I don't know you.  Speaking for myself and my game, I anticipate the impact on irons to be negligible.  Maybe 5 yards in the most extreme example I could put myself into.

 

I suspect that the distance gains will be roughly proportional, on a percentage basis, across swing speeds and clubs. Obviously that means longer hitters will lose more absolute distance, but I don't think it's likely they'll lose a significantly higher percentage of distance. 

 

Likewise driver will lose more absolute distance than irons, but I don't think it's likely driver will lose a significantly higher percentage of distance than irons. 

 

Granted, this is MY speculation. I don't have test data confirming this. The ruling bodies say it'll be a magic ball that I'll barely notice on driver and won't lose anything on irons.
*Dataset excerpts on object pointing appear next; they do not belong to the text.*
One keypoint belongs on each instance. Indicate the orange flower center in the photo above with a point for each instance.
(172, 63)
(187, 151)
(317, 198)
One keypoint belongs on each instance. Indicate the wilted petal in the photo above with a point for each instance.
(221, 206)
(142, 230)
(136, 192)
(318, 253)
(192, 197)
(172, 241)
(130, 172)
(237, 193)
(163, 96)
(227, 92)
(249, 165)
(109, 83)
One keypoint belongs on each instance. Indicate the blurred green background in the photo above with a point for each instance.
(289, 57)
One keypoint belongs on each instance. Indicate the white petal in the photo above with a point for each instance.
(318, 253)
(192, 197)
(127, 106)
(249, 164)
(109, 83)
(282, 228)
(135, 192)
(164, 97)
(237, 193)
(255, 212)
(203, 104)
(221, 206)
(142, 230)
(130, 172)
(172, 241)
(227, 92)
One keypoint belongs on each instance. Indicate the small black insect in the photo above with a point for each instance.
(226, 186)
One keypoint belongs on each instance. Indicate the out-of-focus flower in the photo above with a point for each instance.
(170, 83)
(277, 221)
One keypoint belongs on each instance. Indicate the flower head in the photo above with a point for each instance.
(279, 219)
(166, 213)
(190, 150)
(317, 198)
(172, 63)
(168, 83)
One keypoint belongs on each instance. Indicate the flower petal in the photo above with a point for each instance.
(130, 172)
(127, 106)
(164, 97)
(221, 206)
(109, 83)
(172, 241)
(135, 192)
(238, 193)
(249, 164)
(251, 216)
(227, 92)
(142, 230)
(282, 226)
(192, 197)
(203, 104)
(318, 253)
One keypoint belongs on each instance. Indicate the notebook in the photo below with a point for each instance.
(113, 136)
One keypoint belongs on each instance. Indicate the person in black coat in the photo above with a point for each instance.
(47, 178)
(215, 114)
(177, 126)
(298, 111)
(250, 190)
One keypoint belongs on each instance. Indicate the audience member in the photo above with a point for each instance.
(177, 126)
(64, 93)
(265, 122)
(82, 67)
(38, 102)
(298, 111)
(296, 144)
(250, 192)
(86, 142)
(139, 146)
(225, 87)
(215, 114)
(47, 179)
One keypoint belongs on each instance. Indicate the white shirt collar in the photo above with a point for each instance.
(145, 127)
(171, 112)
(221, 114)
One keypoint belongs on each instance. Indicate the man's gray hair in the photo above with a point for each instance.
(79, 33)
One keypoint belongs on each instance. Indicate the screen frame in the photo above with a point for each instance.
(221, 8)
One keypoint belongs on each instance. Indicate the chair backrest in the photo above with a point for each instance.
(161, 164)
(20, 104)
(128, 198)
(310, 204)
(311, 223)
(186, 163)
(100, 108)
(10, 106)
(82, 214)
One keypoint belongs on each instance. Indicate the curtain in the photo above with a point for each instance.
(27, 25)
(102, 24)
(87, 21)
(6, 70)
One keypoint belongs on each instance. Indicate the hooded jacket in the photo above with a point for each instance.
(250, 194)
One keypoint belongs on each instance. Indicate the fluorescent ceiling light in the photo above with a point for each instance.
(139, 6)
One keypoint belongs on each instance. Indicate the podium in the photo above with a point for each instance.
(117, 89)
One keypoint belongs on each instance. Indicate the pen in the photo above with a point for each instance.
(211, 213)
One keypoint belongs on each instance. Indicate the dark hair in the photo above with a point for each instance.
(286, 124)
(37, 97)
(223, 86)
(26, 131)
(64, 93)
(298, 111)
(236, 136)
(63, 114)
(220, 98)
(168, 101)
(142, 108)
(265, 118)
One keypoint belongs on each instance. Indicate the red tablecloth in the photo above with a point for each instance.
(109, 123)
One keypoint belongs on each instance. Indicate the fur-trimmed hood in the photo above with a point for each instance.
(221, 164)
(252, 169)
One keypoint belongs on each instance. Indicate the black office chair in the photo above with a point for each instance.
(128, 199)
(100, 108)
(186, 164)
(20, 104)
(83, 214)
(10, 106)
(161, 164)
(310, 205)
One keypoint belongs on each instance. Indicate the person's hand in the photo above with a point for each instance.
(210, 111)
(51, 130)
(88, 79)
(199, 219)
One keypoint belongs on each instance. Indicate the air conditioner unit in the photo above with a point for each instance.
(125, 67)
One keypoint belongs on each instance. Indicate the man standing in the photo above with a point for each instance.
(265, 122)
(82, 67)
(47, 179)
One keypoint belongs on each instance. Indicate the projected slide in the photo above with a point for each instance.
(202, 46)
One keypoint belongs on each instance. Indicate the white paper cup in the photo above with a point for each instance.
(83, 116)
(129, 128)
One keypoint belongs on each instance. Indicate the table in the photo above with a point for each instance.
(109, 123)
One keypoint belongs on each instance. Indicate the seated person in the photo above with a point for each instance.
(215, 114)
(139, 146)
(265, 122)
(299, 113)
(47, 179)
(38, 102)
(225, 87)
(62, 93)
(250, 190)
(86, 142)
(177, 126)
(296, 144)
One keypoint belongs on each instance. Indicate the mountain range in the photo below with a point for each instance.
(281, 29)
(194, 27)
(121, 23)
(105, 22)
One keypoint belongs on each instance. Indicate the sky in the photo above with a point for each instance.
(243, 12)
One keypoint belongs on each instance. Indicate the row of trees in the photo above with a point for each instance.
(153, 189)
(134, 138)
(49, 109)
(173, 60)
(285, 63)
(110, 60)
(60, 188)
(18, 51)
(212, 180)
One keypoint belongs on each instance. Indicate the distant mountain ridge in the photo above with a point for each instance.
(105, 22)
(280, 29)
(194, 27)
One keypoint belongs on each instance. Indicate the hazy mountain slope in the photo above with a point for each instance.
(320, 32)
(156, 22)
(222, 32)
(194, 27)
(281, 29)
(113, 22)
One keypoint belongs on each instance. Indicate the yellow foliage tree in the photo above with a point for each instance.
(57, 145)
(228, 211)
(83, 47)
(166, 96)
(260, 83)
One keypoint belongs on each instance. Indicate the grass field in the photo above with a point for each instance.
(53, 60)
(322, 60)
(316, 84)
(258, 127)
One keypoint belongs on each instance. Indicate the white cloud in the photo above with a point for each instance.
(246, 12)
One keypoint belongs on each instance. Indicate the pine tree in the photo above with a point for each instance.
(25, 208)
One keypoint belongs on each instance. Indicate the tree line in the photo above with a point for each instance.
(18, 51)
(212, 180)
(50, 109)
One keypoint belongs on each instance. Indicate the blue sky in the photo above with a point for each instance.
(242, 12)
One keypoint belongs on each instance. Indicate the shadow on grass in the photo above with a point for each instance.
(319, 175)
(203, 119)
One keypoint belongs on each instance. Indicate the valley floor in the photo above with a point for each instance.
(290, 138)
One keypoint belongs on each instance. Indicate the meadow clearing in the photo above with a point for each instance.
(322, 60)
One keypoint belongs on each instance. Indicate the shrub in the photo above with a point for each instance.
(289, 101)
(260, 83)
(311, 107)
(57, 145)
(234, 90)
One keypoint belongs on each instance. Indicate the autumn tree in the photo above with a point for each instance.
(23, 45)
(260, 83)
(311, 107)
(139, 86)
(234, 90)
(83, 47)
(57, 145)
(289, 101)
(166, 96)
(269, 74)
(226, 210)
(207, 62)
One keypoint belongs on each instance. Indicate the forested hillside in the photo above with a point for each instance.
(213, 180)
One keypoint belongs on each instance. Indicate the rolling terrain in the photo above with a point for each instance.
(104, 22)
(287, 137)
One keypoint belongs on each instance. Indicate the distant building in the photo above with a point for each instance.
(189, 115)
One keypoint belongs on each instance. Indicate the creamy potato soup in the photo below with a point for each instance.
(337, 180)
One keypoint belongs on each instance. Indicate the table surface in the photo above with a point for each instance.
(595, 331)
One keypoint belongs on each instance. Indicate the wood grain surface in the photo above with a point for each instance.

They may have test data confirming this; if so they haven't shown it to anyone. 

 

58 minutes ago, smashdn said:

 

I would imagine not given that it, it's variants, and many other "tour" balls are consistently at the top of the distance rankings in the ball tests.  

 

Soft compression golf balls give up distance.  The ProV1 family are quite firm.  

 

So if you are already in a Wilson Soft Duo, Callaway Super Soft, Titleist Tour Soft, or the like (balls marketed* to slower swing speed players) you won't notice as much difference.  

 

*Pretty much every ball test out there has found that most anyone not playing a "tour" type ball could benefit from one.

 

If the marshmallows are the balls today that conform, it gives us zero information how any new "Tour" ball which conforms to the new standard will behave. 

 

And as you point out most studies show average-speed players would benefit from a "Tour" type ball, so if the ruling bodies are basing the assertion that I won't lose distance because they think I fall for the marketing BS and play a marshmallow now despite not having tour speed, well that's a little deceptive, innit?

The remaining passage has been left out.